I have used many params, but two of these are as below.

    {
        "ParameterKey": "MaxSize",
        "ParameterValue": "1"
    },
    {
        "ParameterKey": "MinSize",
        "ParameterValue": "0"
    },

The same version with same above parameter was working fine till now. I deleted the stack and tried to recreate and started getting this issue.

Any ideas ?

Thanks
Regards
Suraj

@surajthakur :wave:

Firstly, I’d advise removing any screenshots that contain any value named token, just in case.

Are you using any custom variables or is this an out-of-the-box install? Are there any errors in the actual Cloud Foamation stack output, rather than the ec2 logs?

Cheers!

Hi @benmc

I am not using any custom variables.
I have list of parameters which are the same which I was using before.
I know there are a set of parameter names that were changes in version v6.x
But I used the same parameter file which I used before for the version V5.21.0

The issues are very strange happening with the latest version as well. They were working two days back but yesterday when tried recreating, I got this instance recreating again and again.

I use some custom variables in the /environment script. The variables are passed on build job is triggered.
They were working before as expected. If they are unset, the job should fail and expected behaviour.

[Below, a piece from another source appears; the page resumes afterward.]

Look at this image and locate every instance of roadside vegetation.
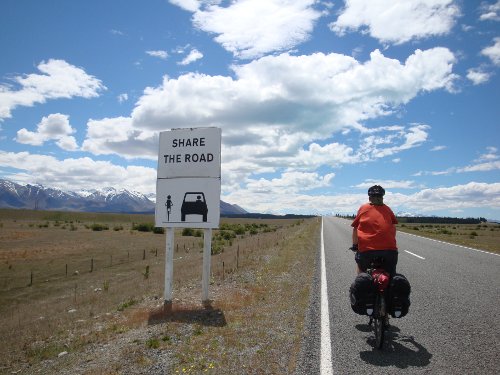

I dont use any custom AMI. The stack uses the AMI mentioned in stack config file.

Are you enabling any experimental features?

Not that I am aware of. They should be disabled by default I will assume.

Thanks @surajthakur!

If you could email any logs you have to support@buildkite.com we’ll be able to dive deeper in to the issue and see what the cause is. It’s not clear from the error snippet but looks like maybe a file is missing.

Cheers!

Thanks, I have sent the logs of /buildkite/elastic-ci/{instance-id} over the email.

With regards to the latest version stack errors, I have fixed. There was a file missing due to which it was happening.

But i came across an interesting case which I could not understand.
I have two stacks
Stack1:
queue:frontend
tags:build=true

Stack2:
queue:frontend
tags:deploy=true

Now when a job with tags
queue:frontend
tags:build=true
is triggered, stack1 obviously had another issue due to which instance was restarting, but a instance of stack2 was also created by elastic-ci but the job was not place on stack2’s instance (which i understand to be obvious)

Is queue name being same for two stack can cause confusion ?

Still looking for issue in V5.21.0 stack i have been facing.

Thanks

The original issue is solved.
It seems there was an issue with the bootstrap script. The logs didnt clearly say what error, but some non zero exit code causing instance unhealthy and causing the termination of instances. Removing block of code from bootstrap script worked for me. Might need to investigating the cause but thats a separate issue.

This topic was automatically closed 30 days after the last reply. New replies are no longer allowed.